Over the last two decades, the number of self-employed foreigners has risen by around three times the percentage of Germans. Today, every sixth person in Germany with an entrepreneurial commitment has a migration background. This corresponds to three quarters of a million. However, relatively little is known about the social characteristics of self-employed migrants and the economic significance of their businesses. In the public perception, they are often associated with kebab and vegetable stores as well as necessity start-ups and subsistence economy activities. However, the empirical findings of the ifm indicate that the proportion of migrant businesses operating in the hospitality and retail sectors has been falling for years, while the importance of knowledge-intensive services is growing and the “ethnic economy” now accounts for around 2 million jobs and a growing number of training places. A significant proportion of ifm research has therefore focused primarily on the characteristics and performance potential of migrant companies and, for example, customer and employment structures, and has also examined the extent of willingness to train and the determinants of the development of skilled workers.
Additional attention should be paid to the connection between self-employment and social integration and thus the question of what significance starting a business has for people with a migrant background in terms of the possibility of improved social positioning and economic participation.

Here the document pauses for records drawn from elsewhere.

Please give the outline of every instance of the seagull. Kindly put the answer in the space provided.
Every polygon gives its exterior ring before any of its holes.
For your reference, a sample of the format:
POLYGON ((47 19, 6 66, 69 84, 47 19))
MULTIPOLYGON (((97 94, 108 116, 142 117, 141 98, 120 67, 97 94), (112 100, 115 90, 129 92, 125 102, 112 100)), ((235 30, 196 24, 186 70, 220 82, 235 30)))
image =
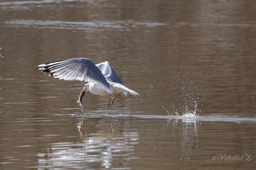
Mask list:
POLYGON ((128 88, 117 76, 114 68, 107 61, 95 64, 89 58, 71 58, 38 65, 41 72, 64 81, 86 82, 78 98, 82 106, 83 96, 90 91, 95 95, 111 94, 107 106, 113 105, 114 99, 121 93, 124 95, 139 95, 128 88))

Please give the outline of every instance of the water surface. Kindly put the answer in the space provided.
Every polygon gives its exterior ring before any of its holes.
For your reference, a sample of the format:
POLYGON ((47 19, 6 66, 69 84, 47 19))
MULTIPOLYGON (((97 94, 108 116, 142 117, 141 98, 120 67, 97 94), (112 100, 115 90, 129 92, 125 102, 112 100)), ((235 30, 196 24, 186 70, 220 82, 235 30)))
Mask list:
POLYGON ((255 169, 254 1, 0 2, 0 169, 255 169), (109 61, 140 96, 76 102, 45 62, 109 61))

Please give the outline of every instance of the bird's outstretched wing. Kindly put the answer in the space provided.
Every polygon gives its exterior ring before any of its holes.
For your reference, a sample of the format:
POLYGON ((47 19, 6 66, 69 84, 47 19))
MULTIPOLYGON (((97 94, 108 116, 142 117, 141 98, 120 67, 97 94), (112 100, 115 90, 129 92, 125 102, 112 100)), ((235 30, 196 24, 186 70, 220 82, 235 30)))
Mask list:
POLYGON ((50 76, 65 81, 92 82, 104 86, 106 91, 111 92, 101 71, 88 58, 72 58, 38 65, 42 72, 50 73, 50 76))
POLYGON ((98 63, 96 66, 101 71, 107 81, 123 85, 110 63, 105 61, 98 63))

Various ifm studies show that the path to self-employment – not everywhere, but predominantly – improves the chance of social advancement and thus integration opportunities. Important indicators for this are integration in the labor market, higher income opportunities and the adequate use of qualifications.

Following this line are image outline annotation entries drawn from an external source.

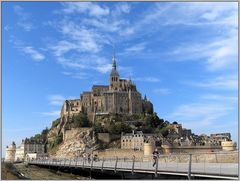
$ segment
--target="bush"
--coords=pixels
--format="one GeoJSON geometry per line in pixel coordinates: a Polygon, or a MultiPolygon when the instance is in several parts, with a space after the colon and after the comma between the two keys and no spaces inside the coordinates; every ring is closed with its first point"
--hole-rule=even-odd
{"type": "Polygon", "coordinates": [[[89,127],[90,122],[86,114],[79,113],[76,116],[72,117],[73,127],[89,127]]]}
{"type": "Polygon", "coordinates": [[[59,145],[61,144],[63,141],[63,134],[60,133],[59,135],[57,135],[57,137],[55,138],[55,141],[54,141],[54,145],[59,145]]]}
{"type": "Polygon", "coordinates": [[[57,127],[57,125],[60,123],[60,119],[56,119],[55,121],[52,122],[52,128],[57,127]]]}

However, the causes and social conditions of the start-up boom are also of academic interest. At least in economic and social research at an international level, the search for the driving forces and characteristics of ethnic entrepreneurship has a firm place. The roots of this field of research go back to Max Weber and his work on the role of religious minorities. This brought to the fore the question of how economic activity is influenced not only by individual abilities but also by group-specific socio-cultural characteristics. It is sometimes assumed that entrepreneurially ambitious migrants compensate for their lack of educational capital with ethnic and social capital. However, ifm research results show that the use of individual or class resources and the mobilization of ethnic group resources are not contradictory, but that the success of migrant entrepreneurship lies in the combination of both.

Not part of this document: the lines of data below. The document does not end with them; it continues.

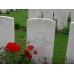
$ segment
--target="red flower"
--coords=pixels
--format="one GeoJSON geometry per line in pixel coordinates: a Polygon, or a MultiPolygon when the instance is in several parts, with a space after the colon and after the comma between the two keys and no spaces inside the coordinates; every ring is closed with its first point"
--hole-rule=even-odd
{"type": "Polygon", "coordinates": [[[29,55],[30,53],[29,53],[29,50],[24,50],[24,53],[26,54],[26,55],[29,55]]]}
{"type": "Polygon", "coordinates": [[[32,50],[33,48],[34,48],[33,45],[29,45],[29,46],[28,46],[28,49],[29,49],[29,50],[32,50]]]}
{"type": "Polygon", "coordinates": [[[34,50],[34,54],[36,55],[38,52],[37,52],[37,50],[34,50]]]}
{"type": "Polygon", "coordinates": [[[32,54],[29,54],[29,55],[28,55],[28,58],[29,58],[29,59],[32,58],[32,54]]]}
{"type": "Polygon", "coordinates": [[[15,43],[15,42],[9,42],[6,46],[5,46],[5,49],[8,49],[10,51],[19,51],[21,50],[21,47],[15,43]]]}

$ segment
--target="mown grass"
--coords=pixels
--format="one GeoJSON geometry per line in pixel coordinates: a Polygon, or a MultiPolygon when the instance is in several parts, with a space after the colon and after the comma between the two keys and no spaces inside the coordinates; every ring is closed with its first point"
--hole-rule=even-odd
{"type": "Polygon", "coordinates": [[[14,18],[15,23],[18,23],[20,26],[26,26],[27,18],[28,18],[28,10],[18,10],[14,12],[9,12],[0,14],[0,16],[10,16],[14,18]]]}
{"type": "MultiPolygon", "coordinates": [[[[19,23],[20,26],[26,26],[28,18],[28,10],[18,10],[18,12],[10,12],[9,14],[0,14],[1,16],[14,17],[15,23],[19,23]]],[[[68,22],[70,25],[70,22],[68,22]]],[[[69,27],[69,26],[68,26],[69,27]]],[[[26,49],[26,31],[15,30],[15,41],[22,47],[22,51],[26,49]]],[[[67,50],[68,35],[62,33],[55,34],[55,43],[53,51],[53,64],[64,64],[67,50]]]]}

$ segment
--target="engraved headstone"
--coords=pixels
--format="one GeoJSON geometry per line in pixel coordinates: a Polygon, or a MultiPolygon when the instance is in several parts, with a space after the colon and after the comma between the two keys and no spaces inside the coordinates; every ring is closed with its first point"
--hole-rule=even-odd
{"type": "Polygon", "coordinates": [[[14,18],[0,16],[0,47],[14,41],[14,18]]]}
{"type": "Polygon", "coordinates": [[[57,19],[57,28],[59,30],[67,27],[67,19],[69,12],[65,9],[56,9],[54,10],[54,19],[57,19]]]}
{"type": "Polygon", "coordinates": [[[29,9],[29,19],[31,18],[53,19],[53,10],[52,9],[29,9]]]}
{"type": "Polygon", "coordinates": [[[74,22],[71,22],[68,46],[66,52],[66,63],[74,64],[74,22]]]}
{"type": "Polygon", "coordinates": [[[38,54],[32,57],[36,63],[52,63],[55,25],[56,22],[51,19],[28,19],[27,45],[32,44],[38,50],[38,54]]]}

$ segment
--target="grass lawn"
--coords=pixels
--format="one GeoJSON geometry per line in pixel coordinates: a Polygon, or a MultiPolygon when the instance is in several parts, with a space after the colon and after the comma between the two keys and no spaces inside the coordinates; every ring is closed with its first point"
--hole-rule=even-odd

The migrant economy in Germany is currently experiencing new impetus. The declining proportion of self-employed persons from the former recruitment countries and the influx of new and better educated immigrant groups, especially from Central and Eastern Europe and the Near and Middle East, are changing not only the characteristics but also the development conditions of migrant self-employment. This not only induces new research questions, but also the obligation to constantly review the state of research.
A fundamental prerequisite for in-depth analyses in this area is representative and meaningful data that allows differentiation according to occupational positions, social and economic characteristics and the ethnic origin or migration background of the actors. Through years of empirical research work, the ifm has built up a profound database consisting of official and scientific data and, above all, a large number of its own surveys, allowing both descriptive and multivariate data analyses.